A Posion so Vile

‘Bring me the god slayer’ Althu-urk bellowed.

Sweeping his crooked fingers downward in a scything slash, the Demon-wizard of the quantic steppe cut through the plume of noxious green haze that billowed from the dread-cauldron before him and caught an unexpecting underling across the back of its head.
Drawing himself up to his imposing full height, the Demonic regent Althu-urk let out a single triumphant laugh as the Dorilorna tesseract lay before him now completed. Three lines of evil almost impossibly converged by the twisted magic of a time before reason, a time before gods.
Dipping his hand into the concoction of broiling viscera, Althu-urk muttered a seven thousand year hex and beseeched the dead gods of Anumum Moria that this new poison may send verdant fields barren and decay the ocean’s tide.

‘What concoction of twisted, vile, derangements be’ith within this vessel m’lord?’ Cortney the ghoul lisped through a barren lower jaw and his dentally overcrowded mess of an upper palate. ‘Oh mighty one, for whomst rivers of blood shall twist and coil through the landscape so that they might spell thine own name; he who claims the souls of past and future as his trophy; he who–’ Cortney continued with his beeshement for some time… ‘–and lay no misplaced sock found.’ Fully completing his bow, the hunchbacked Courtney untangled himself from his knees and resumed a suitably sniveling posture.

‘Fool!’ The dread lord spat hesitantly–he had yet to commit Courtney’s name to memory and it had now been too long into their working relationship for him to ask what it was without it being awkward–,‘I have formulated a poison of such malice that the stars will hide their radiance in fear of being noticed, an elixir of maddening evil, beyond that of the totality of human corruption, a draught of such deadly ingredients that no page could contain the recipe of this ichor, be it in scrawl or in symbology. Oils that an alchemist would hardly care to sell; herbs that the Druids of the Eastern Gate would describe as inorganic; funguses that even cave trolls would turn down on account of them being a bit too runny; I have assembled all these horrifically affordable ingredients and then combined them into something truly evil.’

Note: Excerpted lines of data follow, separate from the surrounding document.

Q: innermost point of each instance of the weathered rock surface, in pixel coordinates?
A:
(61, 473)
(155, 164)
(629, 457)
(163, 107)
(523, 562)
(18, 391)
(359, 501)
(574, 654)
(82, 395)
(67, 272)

‘Affordable?’ Courtney questioned, forgetting his place and mildly taken aback by that choice of adjective.

‘Yes oh cretinous one! Only the cheapest, most disgusting ingredients from each corner of the seven kingdoms. I have assembled this poison from things that shouldn’t be sold, things that even the most immoral peddler would consider throwing away…if given enough time.’

‘Well the seven kingdoms isn’t really that big-’

‘SILENCE!’ Althu-urk bellowed, hoping that his underling wasn’t beginning to question how much money was left in the Doomvaults. ‘Now fetch some jars from the neighbour’s recycling, we must sell this post haste.’

{——–}

Some days later in a tavern quite structurally imbalanced from the scars of thrown axes and errant sword swings, a knight made a flippant comment that had bruised the ego of Benson Coppersnatch, lord of Mudflat and coward supreme.
From a vile, marked with the symbol of death, he laden this knight’s wine with poison and awaited his victory.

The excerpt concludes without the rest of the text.